The region was hit by sporadic airstrikes and shelling in advance of a Russian Defense Ministry announcement Thursday that its forces will begin a “large-scale” Mediterranean Sea exercise that the Kremlin says is needed because of the failure to address the jihadi presence in Idlib.

Moscow said its forces will hold the Mediterranean drills through Sept. 8 with more than 25 warships and 30 aircraft, several of which are believed to operate from the coastal Syrian city of Tartus, home of the Russian navy’s most essential installation in the region.

Tracking Russian warships

The drills come amid a regional buildup of warships that Russian news outlets have described as the largest of its kind since Moscow’s forces entered the Syrian conflict in 2015.

Signs of the buildup have been on display for weeks. But the Russian Defense Ministry has remained evasive and appeared to spread false information in early August when the British Royal Navy revealed that it had scrambled to monitor two Russian warships and their support vessels passing in darkness through the English Channel.

At the time, the Russian Defense Ministry told the official Tass news service that the large anti-submarine destroyer Severomorsk and the missile cruiser Marshal Ustinov were on a long-distance voyage from the Barents Sea to the Atlantic, where they would practice such maneuvers as “ship-damage control” and “assistance to seafarers in distress.”

But Russian officials revealed Thursday that the Marshal Ustinov will lead all other vessels in the Syria-related Mediterranean drills that start this weekend.

The Ustinov evidently cruised southward after its English Channel passage and eventually slipped through the Strait of Gibraltar before making what Russian news reports this week described as a “business call” at the port of Algiers.

U.S.-Russia blame game

U.S. officials have remained quiet about the Russian naval movements, although Thursday’s announcements by Moscow were matched by a Pentagon announcement that U.S. forces will stage their own weeklong regional war games next month with Egypt.

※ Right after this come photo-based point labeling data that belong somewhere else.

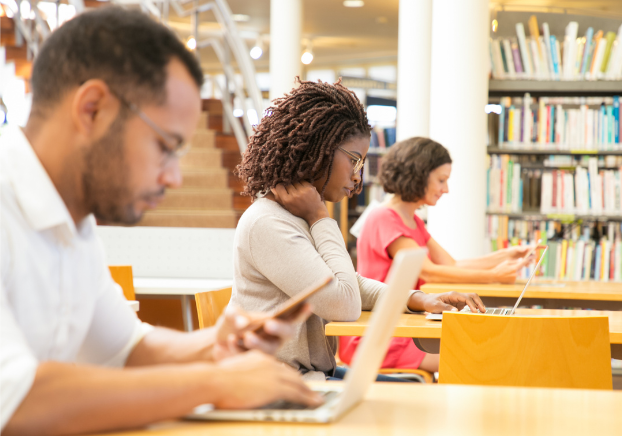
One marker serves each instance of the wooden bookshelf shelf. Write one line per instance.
(566, 218)
(517, 88)
(497, 150)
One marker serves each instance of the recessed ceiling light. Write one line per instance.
(240, 17)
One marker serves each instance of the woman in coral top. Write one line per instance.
(416, 172)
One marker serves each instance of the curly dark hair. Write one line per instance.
(126, 49)
(406, 167)
(297, 139)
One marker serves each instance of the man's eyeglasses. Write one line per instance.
(357, 162)
(173, 145)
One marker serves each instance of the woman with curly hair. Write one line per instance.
(309, 148)
(416, 171)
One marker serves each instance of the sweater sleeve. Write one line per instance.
(285, 256)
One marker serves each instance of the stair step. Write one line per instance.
(226, 141)
(202, 158)
(212, 106)
(197, 198)
(7, 24)
(204, 138)
(191, 218)
(212, 178)
(13, 52)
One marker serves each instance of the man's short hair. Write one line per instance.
(407, 166)
(126, 49)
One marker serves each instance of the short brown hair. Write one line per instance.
(407, 166)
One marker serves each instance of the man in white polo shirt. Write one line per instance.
(115, 98)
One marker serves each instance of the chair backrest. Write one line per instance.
(123, 276)
(210, 305)
(535, 351)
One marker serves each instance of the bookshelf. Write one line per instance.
(537, 88)
(544, 152)
(585, 242)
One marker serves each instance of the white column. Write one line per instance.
(459, 92)
(285, 51)
(414, 50)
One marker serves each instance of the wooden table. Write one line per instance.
(421, 409)
(551, 294)
(183, 289)
(427, 334)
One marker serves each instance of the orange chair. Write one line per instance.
(210, 305)
(125, 278)
(528, 351)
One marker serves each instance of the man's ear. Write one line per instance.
(94, 108)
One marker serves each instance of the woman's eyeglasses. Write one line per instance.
(357, 162)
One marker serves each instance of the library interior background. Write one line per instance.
(524, 94)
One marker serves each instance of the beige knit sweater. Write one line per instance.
(276, 255)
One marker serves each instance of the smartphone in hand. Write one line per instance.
(291, 308)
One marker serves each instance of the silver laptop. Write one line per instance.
(498, 310)
(339, 399)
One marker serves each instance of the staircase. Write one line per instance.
(210, 195)
(15, 54)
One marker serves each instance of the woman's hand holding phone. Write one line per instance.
(238, 331)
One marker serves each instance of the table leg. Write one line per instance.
(186, 311)
(428, 345)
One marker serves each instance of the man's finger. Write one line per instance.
(479, 302)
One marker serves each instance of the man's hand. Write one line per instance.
(301, 200)
(254, 379)
(448, 301)
(517, 252)
(234, 335)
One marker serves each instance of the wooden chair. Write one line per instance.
(556, 352)
(210, 305)
(125, 278)
(417, 374)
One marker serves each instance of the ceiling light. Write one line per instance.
(307, 56)
(256, 52)
(240, 17)
(257, 49)
(191, 43)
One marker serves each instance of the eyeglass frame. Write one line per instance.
(360, 162)
(174, 146)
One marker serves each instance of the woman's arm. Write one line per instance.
(284, 255)
(433, 273)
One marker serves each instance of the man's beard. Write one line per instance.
(106, 178)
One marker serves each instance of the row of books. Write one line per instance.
(541, 56)
(586, 191)
(382, 137)
(507, 189)
(570, 161)
(547, 123)
(588, 252)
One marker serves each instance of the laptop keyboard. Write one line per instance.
(490, 310)
(288, 405)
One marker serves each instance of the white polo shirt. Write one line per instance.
(57, 299)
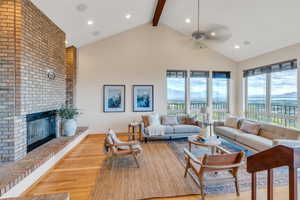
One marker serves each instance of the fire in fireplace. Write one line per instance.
(41, 128)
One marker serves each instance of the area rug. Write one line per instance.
(280, 174)
(160, 175)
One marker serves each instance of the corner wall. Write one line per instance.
(138, 56)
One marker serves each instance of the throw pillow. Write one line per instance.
(231, 122)
(250, 127)
(169, 120)
(145, 119)
(154, 120)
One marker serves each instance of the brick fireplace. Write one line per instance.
(33, 72)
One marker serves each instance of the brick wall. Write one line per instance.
(30, 46)
(71, 60)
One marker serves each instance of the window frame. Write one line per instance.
(209, 90)
(268, 70)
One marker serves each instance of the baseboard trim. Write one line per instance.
(27, 182)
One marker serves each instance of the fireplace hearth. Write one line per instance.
(41, 128)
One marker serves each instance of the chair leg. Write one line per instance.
(202, 190)
(136, 161)
(237, 188)
(186, 169)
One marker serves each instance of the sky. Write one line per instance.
(281, 83)
(198, 87)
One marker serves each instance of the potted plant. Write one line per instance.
(68, 114)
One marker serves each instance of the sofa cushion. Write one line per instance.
(250, 127)
(169, 120)
(145, 119)
(271, 131)
(231, 133)
(231, 122)
(256, 142)
(154, 120)
(168, 130)
(186, 129)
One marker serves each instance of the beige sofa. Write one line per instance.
(185, 126)
(268, 135)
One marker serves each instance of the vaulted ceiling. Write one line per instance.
(266, 24)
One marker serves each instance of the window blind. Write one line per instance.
(221, 75)
(176, 74)
(199, 74)
(278, 67)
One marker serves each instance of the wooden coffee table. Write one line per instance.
(211, 142)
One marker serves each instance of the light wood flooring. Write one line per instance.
(77, 171)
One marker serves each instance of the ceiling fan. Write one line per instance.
(213, 32)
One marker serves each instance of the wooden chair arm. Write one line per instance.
(191, 156)
(224, 166)
(223, 151)
(131, 143)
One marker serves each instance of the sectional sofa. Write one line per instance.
(263, 137)
(183, 126)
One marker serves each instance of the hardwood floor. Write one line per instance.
(77, 171)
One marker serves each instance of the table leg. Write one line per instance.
(129, 134)
(133, 130)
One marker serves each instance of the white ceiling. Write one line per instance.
(267, 24)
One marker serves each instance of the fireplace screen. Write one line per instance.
(41, 127)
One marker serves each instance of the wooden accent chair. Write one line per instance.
(118, 148)
(213, 163)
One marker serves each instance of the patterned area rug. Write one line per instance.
(280, 174)
(160, 175)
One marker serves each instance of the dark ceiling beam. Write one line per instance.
(159, 8)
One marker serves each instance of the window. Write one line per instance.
(284, 97)
(176, 92)
(198, 92)
(271, 93)
(257, 98)
(220, 94)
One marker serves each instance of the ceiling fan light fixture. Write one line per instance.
(188, 20)
(199, 36)
(128, 16)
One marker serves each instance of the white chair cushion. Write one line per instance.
(257, 142)
(231, 133)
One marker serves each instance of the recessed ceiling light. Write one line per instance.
(188, 20)
(128, 16)
(96, 33)
(247, 42)
(81, 7)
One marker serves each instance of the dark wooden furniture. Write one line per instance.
(225, 161)
(210, 142)
(273, 158)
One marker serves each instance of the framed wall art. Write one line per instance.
(113, 98)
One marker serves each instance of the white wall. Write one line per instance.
(284, 54)
(138, 56)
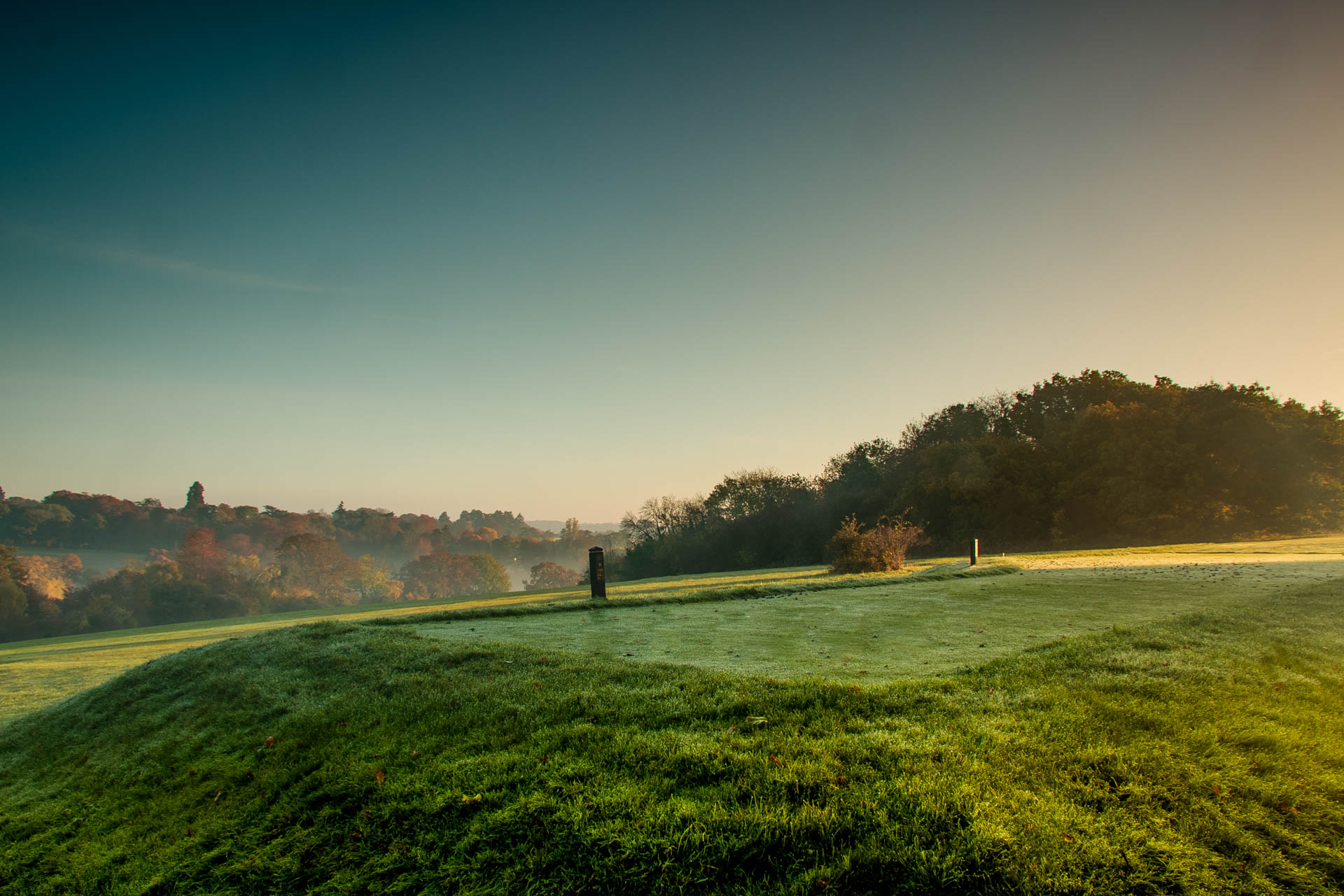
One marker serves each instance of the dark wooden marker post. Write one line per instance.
(597, 574)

The Egyptian military said it will host the Americans for the second straight year for the “Bright Star” exercises starting Sept. 8, and U.S. Central Command said Thursday that approximately 800 U.S. troops will be on hand.

An estimated 2,000 U.S. military personnel remain inside Syria and have clashed with Russian and Russian-backed forces.

The tensions are underscored by the Trump administration’s determination to enforce a “red line” against chemical weapons in Syria.

Since April 2017, the administration has twice authorized American strikes targeting Syrian forces in response to chemical weapons attacks that U.S. officials blamed on the Assad regime.

Defense Secretary James Mattis said Tuesday that U.S. officials are privately pressing Russia to ensure no chemical attack occurs in Idlib — even as Russian officials insinuated that it’s the West that is likely staging a chemical assault of its own as a “false flag” pretext to once again strike Mr. Assad’s forces.

Such strikes would likely come in the form of American cruise missiles launched from Washington’s fleet of ships in the Mediterranean.

Analysts say Russian forces will take that factor into account during their air and sea exercises.

Russian Deputy Foreign Minister Sergei Ryabkov claimed Tuesday to have information that it is anti-Assad jihadi groups that are preparing a chemical attack in Idlib and that it will be videotaped by first responders known as the White Helmets, a Western-back humanitarian group that Russia has accused of fabricating attacks.

Western countries and many independent analysts dismiss the Russian allegations, which have added a murky twist to fears of a looming new humanitarian crisis in Syria, where more than 400,000 people have already been killed and some 5.5 million have fled their homes since the war began with the Assad regime’s use of military force to crush anti-regime demonstrations in 2011.

This article is based in part on wire service reports.